Arthritis, i.e. inflammation of joints, is a common symptom of several
autoimmune or auto-inflammatory disorders. The most common forms of arthritis
are osteoarthritis (OA) and rheumatoid arthritis (RA). While OA is regarded as
primarily degenerative disease, RA is a systemic, chronically-progressive
inflammatory disease that specifically targets the synovial tissue of
diarthrodial joints. RA is characterized by joint pain, swelling and
destruction of bone and cartilage, leading to functional failure of the joint
and impairment of quality of life. This disease afflicts approximately 1 % of
the population worldwide.1 The etiology of RA remains unresolved. However, two
main observations point to a crucial role for B cells in the pathogenesis of
RA. First, the majority of patients harbor autoantibodies that, in part, are
highly associated with disease risk, disease severity and progression. 2Second,
B cell depleting therapy has proven to be an effective treatment for RA.3 Both
aspects, however, are not necessarily related, as the depletion of B cells
ameliorates disease while the levels of autoantibodies remain high. Therefore,
multiple functional aspects of B cells as mentioned above (i.e.: antibody
production, cytokine production, antigen presentation) need to be considered to
understand the role of B cells in the pathogenesis of RA. In addition, it is
important to study the characteristics of the autoantibodies themselves, as
these allow to conclude on characteristics of the B cells that produced the
antibodies.

This project intends to study the biology of B cells in arthritis. B cells are
important components of the human immune system and have several functions.
Next to the production of antibodies, B cells can function as efficient antigen
presenting cells and as producers of cytokines and of other mediators relevant
to the immune system. In order to make use of human material as efficiently as
possible, it is intended that the material obtained for this project (see
below) will be used to study several aspects of B cell biology in the context
of rheumatoid arthritis (to analyze autoreactive B cells and their functional
requirements, the interaction with autoreactive T cells, the characteristics of
the autoantibodies in serum and those produced in culture, as well as
functional aspects of relevant autoantibodies) These data need to be analyzed
in the light of clinical characteristics such as disease activity, disease
duration, treatment and age and sex of the patient.

Autoantibody-specific B cells:
Several autoantibodies have been described in RA. Among those,
anti-citrullinated protein antibodies (ACPA) exhibit the highest specificity
for the disease, predict disease onset and severity, and identify a subgroup of
patients with distinct genetic background and requirement for aggressive
treatment.4 Because of these associations, ACPA-specific B cells and ACPA
themselves are the focus of intense research efforts.

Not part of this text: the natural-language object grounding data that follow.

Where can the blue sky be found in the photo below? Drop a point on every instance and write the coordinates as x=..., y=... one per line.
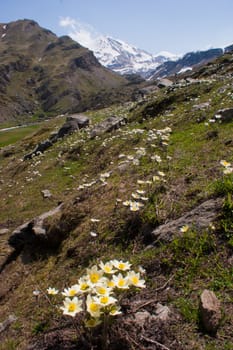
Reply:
x=178, y=26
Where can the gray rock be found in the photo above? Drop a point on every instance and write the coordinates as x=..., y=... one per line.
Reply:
x=81, y=120
x=164, y=83
x=226, y=114
x=35, y=232
x=162, y=312
x=46, y=194
x=201, y=106
x=7, y=322
x=4, y=231
x=40, y=148
x=142, y=317
x=210, y=311
x=200, y=217
x=108, y=125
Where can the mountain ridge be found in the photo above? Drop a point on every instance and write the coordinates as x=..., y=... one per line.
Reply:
x=32, y=81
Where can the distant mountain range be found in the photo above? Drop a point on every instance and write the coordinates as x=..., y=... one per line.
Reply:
x=123, y=58
x=42, y=73
x=127, y=59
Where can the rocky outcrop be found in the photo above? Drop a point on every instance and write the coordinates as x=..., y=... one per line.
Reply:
x=35, y=232
x=72, y=124
x=40, y=148
x=200, y=217
x=108, y=125
x=210, y=311
x=225, y=114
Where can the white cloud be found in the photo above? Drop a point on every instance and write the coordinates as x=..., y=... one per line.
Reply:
x=83, y=33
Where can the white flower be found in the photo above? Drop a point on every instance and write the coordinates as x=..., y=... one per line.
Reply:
x=71, y=306
x=93, y=234
x=225, y=163
x=161, y=173
x=184, y=228
x=120, y=281
x=52, y=291
x=36, y=292
x=92, y=322
x=115, y=310
x=136, y=196
x=228, y=170
x=94, y=275
x=107, y=267
x=121, y=265
x=126, y=203
x=93, y=306
x=102, y=289
x=105, y=300
x=134, y=279
x=71, y=291
x=83, y=285
x=135, y=206
x=95, y=220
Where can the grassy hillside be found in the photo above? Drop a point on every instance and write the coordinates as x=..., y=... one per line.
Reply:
x=168, y=154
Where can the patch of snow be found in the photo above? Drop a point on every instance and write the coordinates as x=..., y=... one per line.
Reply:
x=184, y=69
x=115, y=54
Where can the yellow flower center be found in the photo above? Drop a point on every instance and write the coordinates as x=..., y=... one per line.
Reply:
x=121, y=266
x=72, y=292
x=84, y=286
x=72, y=307
x=101, y=290
x=104, y=300
x=94, y=307
x=111, y=284
x=135, y=280
x=94, y=277
x=121, y=282
x=107, y=269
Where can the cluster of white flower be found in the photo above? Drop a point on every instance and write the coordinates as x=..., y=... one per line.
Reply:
x=96, y=292
x=228, y=169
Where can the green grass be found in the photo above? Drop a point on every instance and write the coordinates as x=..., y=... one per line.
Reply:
x=187, y=265
x=10, y=137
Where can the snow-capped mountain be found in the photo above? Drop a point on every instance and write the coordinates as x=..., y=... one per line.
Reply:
x=126, y=59
x=116, y=54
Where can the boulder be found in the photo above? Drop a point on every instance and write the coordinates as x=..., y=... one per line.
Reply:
x=46, y=194
x=108, y=125
x=40, y=148
x=164, y=83
x=200, y=217
x=210, y=311
x=81, y=120
x=226, y=114
x=35, y=232
x=73, y=123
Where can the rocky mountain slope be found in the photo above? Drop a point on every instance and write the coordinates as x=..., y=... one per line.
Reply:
x=187, y=62
x=147, y=181
x=41, y=73
x=123, y=58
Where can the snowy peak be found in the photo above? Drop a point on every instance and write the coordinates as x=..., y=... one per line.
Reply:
x=116, y=54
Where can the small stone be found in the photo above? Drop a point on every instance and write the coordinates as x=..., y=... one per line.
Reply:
x=210, y=311
x=46, y=193
x=162, y=312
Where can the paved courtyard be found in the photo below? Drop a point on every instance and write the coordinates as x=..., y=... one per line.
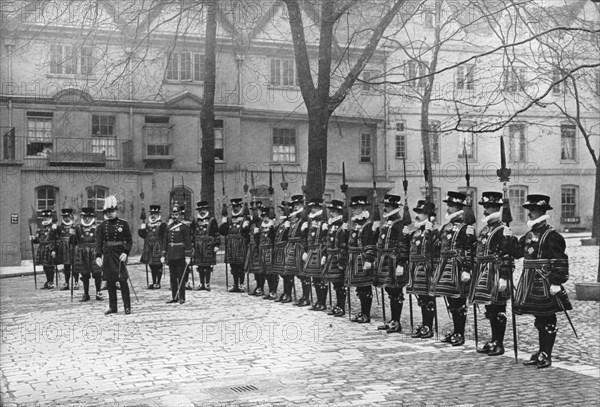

Recently, we have shown
that particular subsets of B cells, called plasmablasts and plasmacells, are
capable of producing ACPA and circulate in peripheral blood of patients with
RA. 5Preliminary data also indicate that these cells are present in high
frequency at the site of inflammation, i.e. the inflamed joint. Therefore, the
first part of the project described will focus on further characterization of
the phenotype of these cells and on compounds that might be able to inhibit
their function.

Autoantibody characteristics:
As described above, multiple autoantibody reactivity*s have been described in
sera of patients with RA. ACPA, the most specific and potentially clinically
most relevant reactivity, comprise a group of polyclonal antibodies targeting
citrullinated proteins. Recent studies by our group and others have
demonstrated that ACPA have distinct properties that indicate that ACPA
producing B cells are different from *conventional* B cells. Specifically, we
found that ACPA carry distinct glycans which are absent from the majority of
other antibodies.6-8 As glycans play a fundamental role in modulating pro- or
anti-inflammatory effector functions of antibodies, studying ACPA-specific
glycosylation is crucial for understanding ACPA pathogenicity and the biology
of the underlying B cell response. Therefore, another, second part of the
project described will focus on the characteristics of autoantibodies in RA
with a specific focus on ACPA. This also includes studies on the functional
consequences of these autoantibody characteristics, e.g. for the interaction
with other immune cells, with relation to the pathogenesis of RA.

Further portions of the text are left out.